La franc-maçonnerie et les francs-maçons ne peuvent évidemment pas faire aujourd’hui l’économie de cet Internet. N’en sont-ils pas d’ailleurs de très grands consommateurs ?! De la sorte, sortie du Temple pour accomplir sa destinée, la parole maçonnique circule aussi avec bonheur sur les ondes informatiques ! Elle bénéficie largement des avantages de l’outil : facilité d’accès, instantanéité, diffusion élargie à la planète.
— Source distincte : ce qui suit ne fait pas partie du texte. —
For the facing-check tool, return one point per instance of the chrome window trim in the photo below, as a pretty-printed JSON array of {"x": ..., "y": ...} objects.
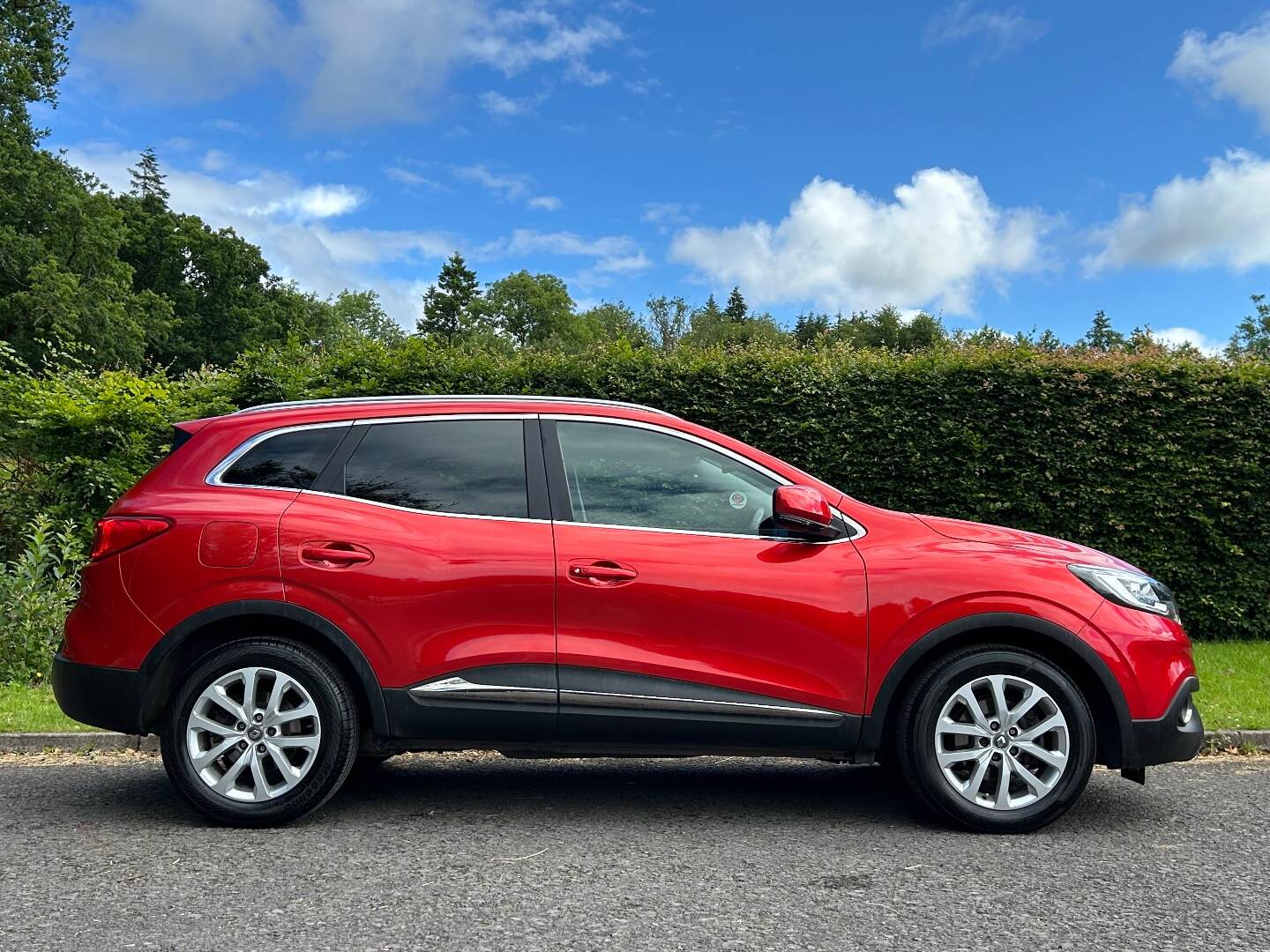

Autrement dit, présentation au grand jour de l’Institution, si longtemps étouffée par le secret, lequel, nécessaire en une dramatique période, n’est plus guère de mise à l’heure de ladite mondialisation ! Partant, comment pourrait-on reprocher aux fidèles servants de l’Art Royal – lequel veut améliorer ses membres et parfaire l’humanité – d’informatiser leurs réflexions correspondantes ?! Il est tout à fait pensable que dans un avenir proche, les obédiences mettent nombre de travaux numérisés à la disposition du Grand Public. L’appétence d’un lectorat, donc le recrutement possible, passe aussi par ce média ! Le succès des différents sites, diffuseurs de documents et travaux maçonniques, n’est pas seulement dû, loin de là, à quelques frères saisis de paresse passagère ou en panne d’idée momentanée ! Au delà de ces clichés faciles, il correspond à une réelle curiosité, c’est à dire à une faim d’information qu’il convient de rassasier !
Les planches sont parties intégrantes de ces travaux. Telle une eau de source, la planche que j’ai le plaisir d’être, est faite pour jaillir et alimenter les ruisseaux et fleuves du savoir ! Je mérite souvent un prolongement après ma prestation en loge ! Parce que, au delà du support de réflexion, je peux constituer un moyen de recherche, de perfectionnement, bref, de créativité. N’oublions pas ce que la France doit à cette créativité maçonnique. Au début du XXème siècle, à l’ère industrielle naissante, faites de grandes avancées mais aussi de graves inconvénients, les planches contenant des propositions humanistes étaient transmises aux députés. C’est ainsi que furent traités à l’Assemblée Nationale, des sujets aussi importants que les retraites de vieillesse, la dénatalité, la réglementation du travail pour les hommes, mais aussi pour les femmes et les enfants, la criminalité, la liberté d’association en 1901, la laïcité de l’enseignement en 1905, le premier système d’assurances sociales pour l’industrie et le commerce en 1930. Les maçons ont eu une ultime satisfaction en 1936, avec l’instauration des congés payés, qu’ils avaient suggéré avant la seconde guerre mondiale.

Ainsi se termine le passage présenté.